# How do you find the derivative of f(x) = sqrt(ax+b) by first principles?

Jun 9, 2015

Assuming $a$ and $b$ are constants, the answer is

$f ' \left(x\right) = \frac{a}{2 \sqrt{a x + b}}$.

#### Explanation:

The first principle of differentiation states that if you pick two points of a graph (the average rate of change or the secant line) and move them closer to each other, you will get the instantaneous rate of change (or the tangent line where it is only one point). So we can pick one point as $x$ and the other $x + h$, where $h = \delta x$ or the change from the initial $x$ to the next point. See http://wwwf.imperial.ac.uk/metric/metric_public/differentiation/ for more information.

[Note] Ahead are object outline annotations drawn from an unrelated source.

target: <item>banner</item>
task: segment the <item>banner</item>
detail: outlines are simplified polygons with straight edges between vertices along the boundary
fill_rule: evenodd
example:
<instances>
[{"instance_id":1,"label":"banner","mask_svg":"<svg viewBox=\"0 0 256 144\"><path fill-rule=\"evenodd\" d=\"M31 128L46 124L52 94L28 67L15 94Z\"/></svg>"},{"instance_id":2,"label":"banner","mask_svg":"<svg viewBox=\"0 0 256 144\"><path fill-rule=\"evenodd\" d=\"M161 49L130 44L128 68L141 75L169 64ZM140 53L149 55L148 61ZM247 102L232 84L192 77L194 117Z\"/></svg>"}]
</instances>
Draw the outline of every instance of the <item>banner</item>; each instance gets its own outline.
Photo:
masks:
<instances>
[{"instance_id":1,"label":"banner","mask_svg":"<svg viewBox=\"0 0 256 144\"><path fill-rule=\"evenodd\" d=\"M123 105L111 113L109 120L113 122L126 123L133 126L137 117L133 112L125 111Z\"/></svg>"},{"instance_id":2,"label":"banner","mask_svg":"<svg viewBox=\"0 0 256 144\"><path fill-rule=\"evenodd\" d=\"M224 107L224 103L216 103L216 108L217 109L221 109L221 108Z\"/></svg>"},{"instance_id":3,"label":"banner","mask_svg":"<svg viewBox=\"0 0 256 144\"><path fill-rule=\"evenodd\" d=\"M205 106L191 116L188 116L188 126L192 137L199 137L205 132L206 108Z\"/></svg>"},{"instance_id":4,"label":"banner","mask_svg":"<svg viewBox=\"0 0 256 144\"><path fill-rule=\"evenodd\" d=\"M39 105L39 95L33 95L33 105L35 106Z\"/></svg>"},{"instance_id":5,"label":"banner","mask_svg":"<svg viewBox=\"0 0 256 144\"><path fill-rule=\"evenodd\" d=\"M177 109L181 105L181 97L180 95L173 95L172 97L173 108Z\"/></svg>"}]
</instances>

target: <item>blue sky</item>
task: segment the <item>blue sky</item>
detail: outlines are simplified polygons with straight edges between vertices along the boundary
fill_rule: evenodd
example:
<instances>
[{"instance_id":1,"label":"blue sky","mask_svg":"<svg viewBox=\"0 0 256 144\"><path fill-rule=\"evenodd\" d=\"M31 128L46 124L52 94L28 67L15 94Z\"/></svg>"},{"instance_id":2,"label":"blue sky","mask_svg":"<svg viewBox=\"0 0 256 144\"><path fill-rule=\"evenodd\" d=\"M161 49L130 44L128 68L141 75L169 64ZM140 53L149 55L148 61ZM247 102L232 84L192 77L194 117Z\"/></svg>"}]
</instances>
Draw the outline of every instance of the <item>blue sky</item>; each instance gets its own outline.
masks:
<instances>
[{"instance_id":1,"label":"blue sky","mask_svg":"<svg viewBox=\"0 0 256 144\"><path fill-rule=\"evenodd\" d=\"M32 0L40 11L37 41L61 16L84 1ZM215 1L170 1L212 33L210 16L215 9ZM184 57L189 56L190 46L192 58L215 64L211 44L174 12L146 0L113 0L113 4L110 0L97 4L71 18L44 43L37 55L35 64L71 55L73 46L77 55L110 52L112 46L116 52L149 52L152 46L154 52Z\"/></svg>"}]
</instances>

The partial differentiation equation for a secant line is referred to as:

(1) $\frac{\delta y}{\delta x} = \frac{f \left(x + h\right) - f \left(x\right)}{x + h - x} = \frac{f \left(x + h\right) - f \left(x\right)}{h}$,
where $\frac{\delta y}{\delta x}$ is the slope of a secant line.

But, in this problem, we have to include a limit definition for the tangent line, which is the true differentiation equation:

(2) ${\lim}_{\delta x \to 0} \frac{\delta y}{\delta x} = \frac{\mathrm{dy}}{\mathrm{dx}} = f ' \left(x\right) = {\lim}_{h \to 0} \frac{f \left(x + h\right) - f \left(x\right)}{h}$,
where $\frac{\mathrm{dy}}{\mathrm{dx}}$ is the slope of a tangent line.

Now we have the information to solve for the differentiation of $f \left(x\right) = \sqrt{a x + b}$ using the first principle. First, insert the variables for the function using Equation 2:

(3) $f ' \left(x\right) = {\lim}_{h \to 0} \frac{\sqrt{a \left(x + h\right) + b} - \sqrt{a x + b}}{h}$

We can't make the conclusion yet since inserting $h = 0$ for the limit gives us a divide by zero error. So we need to somehow factor out the square roots to the bottom as such with a clever one:

$\frac{\sqrt{a \left(x + h\right) + b} - \sqrt{a x + b}}{h}$

$= \frac{\sqrt{a x + a h + b} - \sqrt{a x + b}}{h} \cdot \frac{\sqrt{a x + a h + b} + \sqrt{a x + b}}{\sqrt{a x + a h + b} + \sqrt{a x + b}}$

$= \frac{\cancel{a x} + a h + \cancel{b} - \left(\cancel{a x} + \cancel{b}\right)}{h \left(\sqrt{a x + a h + b} + \sqrt{a x + b}\right)}$

=(acancel(h))/(cancel(h)(sqrt(ax+ah+b)+sqrt(ax+b))

=a/(sqrt(a(x+h)+b)+sqrt(ax+b)

Now we substitute it back to Eq. 3 and solve for the limit differentiation:

f'(x)=lim_(hto0)a/(sqrt(a(x+h)+b)+sqrt(ax+b)

$f ' \left(x\right) = \frac{a}{\sqrt{a \left(x + 0\right) + b} + \sqrt{a x + b}} = \frac{a}{2 \sqrt{a x + b}}$

Later on in calculus, you will learn the shortcuts to solve for these kinds of problems, such as the Power Rule and the Chain Rule. Both were used to solve for the answer, which correctly correlates to our first principle answer.